Le système Parcoursup, comme un écho…
Ironie de l’histoire, l’annonce de sa mort intervint à la vielle du lancement de Parcoursup, c’est-à-dire « la plate-forme nationale d’admission en première année des formations de l’enseignement supérieur ». Celle-ci succède au système APB pour l’orientation post-baccalauréat. Chaque candidat (lycéen en terminale, apprenti, étudiant en réorientation interne ou externe) est invité à saisir en ligne jusqu’à dix vœux de formation maximum, sans les hiérarchiser.
S’inscrivant dans la continuité des réformes Pécresse (2007) et Fioraso (2013) qui visaient à offrir une plus grande autonomie aux établissements universitaires, sa mise en place a été rendue possible par l’arrêté du 19 janvier 2018, avant même l’adoption définitive par le Parlement du projet de loi relatif à « l’orientation et à la réussite des étudiants » dont la plateforme d’admission en ligne correspond à l’article 1.
Or, la philosophie générale de cette réforme semble faire échos à celle portée, il y a plus de trente ans, par l’ancien ministre Alain Devaquet. En effet, en dépit des dénégations répétées de Frédéric Vidal, ministre de l’Enseignement supérieur, et du premier ministre, Édouard Phillipe, cette réforme consacre l’extension du principe de sélection à l’entrée des filières universitaires demeurées jusqu’alors non sélectives, et la remise en cause du droit à un accès libre, sans avis ni recommandation, pour tous les néo-bacheliers désireux de les intégrer.
1986 ou « l’alternance dans l’alternance »
En 1986, Alain Devaquet a 43 ans.

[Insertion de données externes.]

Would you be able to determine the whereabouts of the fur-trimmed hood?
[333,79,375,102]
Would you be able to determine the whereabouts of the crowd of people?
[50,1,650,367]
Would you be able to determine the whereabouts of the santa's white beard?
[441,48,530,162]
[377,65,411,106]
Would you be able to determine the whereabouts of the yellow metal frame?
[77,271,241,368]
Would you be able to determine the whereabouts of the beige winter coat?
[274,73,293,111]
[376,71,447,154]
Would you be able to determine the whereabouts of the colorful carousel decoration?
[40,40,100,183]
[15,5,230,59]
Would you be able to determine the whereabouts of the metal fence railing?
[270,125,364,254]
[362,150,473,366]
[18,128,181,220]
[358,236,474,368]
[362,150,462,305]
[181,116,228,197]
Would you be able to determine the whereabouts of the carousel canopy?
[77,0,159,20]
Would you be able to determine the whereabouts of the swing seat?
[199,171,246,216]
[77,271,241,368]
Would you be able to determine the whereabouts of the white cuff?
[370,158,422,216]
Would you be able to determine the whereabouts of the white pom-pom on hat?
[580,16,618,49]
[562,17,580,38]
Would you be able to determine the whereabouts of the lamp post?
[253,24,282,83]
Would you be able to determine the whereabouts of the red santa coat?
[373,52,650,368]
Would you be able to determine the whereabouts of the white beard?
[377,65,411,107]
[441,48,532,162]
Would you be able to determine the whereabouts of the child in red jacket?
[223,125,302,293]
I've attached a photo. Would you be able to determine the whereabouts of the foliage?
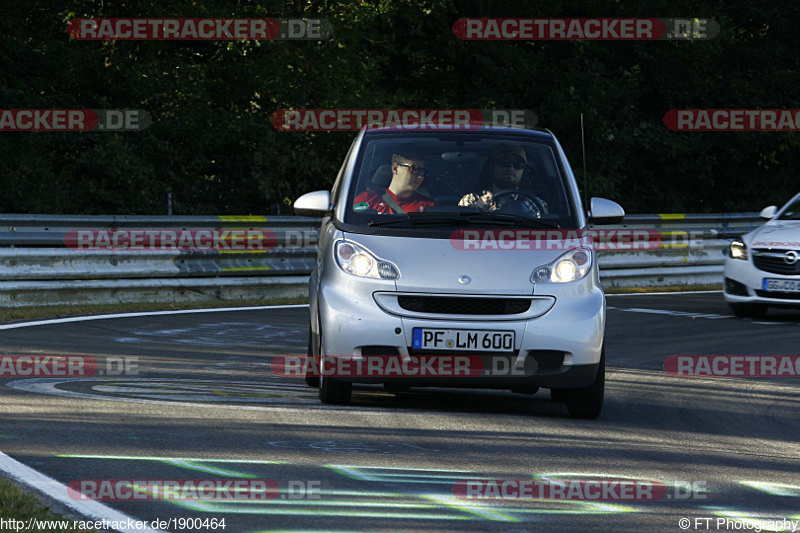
[0,0,800,214]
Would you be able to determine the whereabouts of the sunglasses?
[494,159,525,170]
[397,163,425,176]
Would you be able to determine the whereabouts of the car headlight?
[728,241,747,261]
[335,241,400,279]
[531,248,592,283]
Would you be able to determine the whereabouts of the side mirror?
[589,198,625,226]
[758,205,778,220]
[294,191,331,217]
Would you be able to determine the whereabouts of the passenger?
[458,144,549,218]
[353,151,436,214]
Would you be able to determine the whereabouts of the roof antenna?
[581,113,590,209]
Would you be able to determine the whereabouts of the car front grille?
[756,290,800,300]
[753,250,800,276]
[397,296,531,315]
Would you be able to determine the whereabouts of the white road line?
[0,304,308,330]
[6,377,536,418]
[0,452,163,533]
[606,306,734,319]
[606,290,722,297]
[606,305,786,326]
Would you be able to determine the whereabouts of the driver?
[353,149,436,214]
[458,144,549,218]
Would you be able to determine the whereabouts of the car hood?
[345,233,565,295]
[747,220,800,248]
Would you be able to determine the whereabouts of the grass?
[604,283,722,294]
[0,479,95,533]
[0,298,308,322]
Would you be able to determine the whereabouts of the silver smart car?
[294,127,625,418]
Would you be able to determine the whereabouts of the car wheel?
[306,327,319,389]
[566,346,606,419]
[728,304,767,318]
[511,385,539,395]
[383,383,411,393]
[319,370,353,405]
[550,389,568,402]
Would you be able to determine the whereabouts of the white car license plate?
[413,328,514,352]
[761,278,800,292]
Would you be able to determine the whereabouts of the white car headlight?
[335,241,400,279]
[531,248,592,283]
[728,240,747,261]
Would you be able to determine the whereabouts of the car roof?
[366,124,554,140]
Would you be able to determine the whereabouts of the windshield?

Agrégé de chimie, professeur à Polytechnique et admirateur de Jacques Chirac, il a commencé en 1977 une carrière politique au sein du RPR formation gaulliste fondée le 5 décembre 1976. Député de Paris en 1978, il est nommé, le 21 mars 1986, délégué auprès du ministre de l’Éducation nationale chargé de la recherche et de l’enseignement supérieur au lendemain de la victoire électorale des droites rassemblées sur une plate-forme commune signée, le 16 janvier 1986, par Jacques Chirac, président du RPR, et Jean Lecanuet, président de l’UDF.
Le préambule de la « plate-forme gouverner ensemble » proclamait la nécessité de rompre « avec le dirigisme » de la majorité socialiste sortante, en imposant ou en restaurant, par la médiation de l’État interventionniste, la norme de la concurrence dans de nombreux secteurs, tout en actant l’irréversibilité de certaines réformes emblématiques mises en œuvres par les gauches entre 1981 et 1986 (l’abolition de la peine de mort, la 5e semaine de congés payés ou encore l’abaissement de l’âge légal de départ de la retraite à 60 ans).
Les droites obtenaient de justesse une majorité absolue à l’Assemblée nationale au détriment des gauches à l’issue des élections législatives du 16 mars 1986. Le contexte politique de cette année 1986 fut inédit sur le plan institutionnel avec la première cohabitation : Le Président socialiste François Mitterrand nommait Jacques Chirac comme premier ministre.
Faire des études pour tenter de conjurer le spectre du chômage endémique
La rentrée universitaire 1986 marqua le début de la deuxième période de croissance intense des effectifs de l’Université française où le nombre d’étudiants passa de 1 400 000 à la rentrée 1987 à 2 100 000 à la rentrée 1995. Néanmoins, bien qu’elle se soit massifiée et démocratisée depuis le début des années 1960, l’Université française disposait toujours dans les années 1980 d’une structure sociale particulièrement inégalitaire, faisant d’elle encore un privilège inaccessible pour la grande majorité des jeunes issus de la classe ouvrière. En 1985, ces derniers ne représentaient que 13 % des effectifs globaux à l’Université (même si c’était trois fois plus qu’en 1960), alors que dans le même temps les enfants ayant des parents exerçant une profession libérale ou étant cadres supérieurs continuaient à représenter plus de 30 % des effectifs comme en 1960.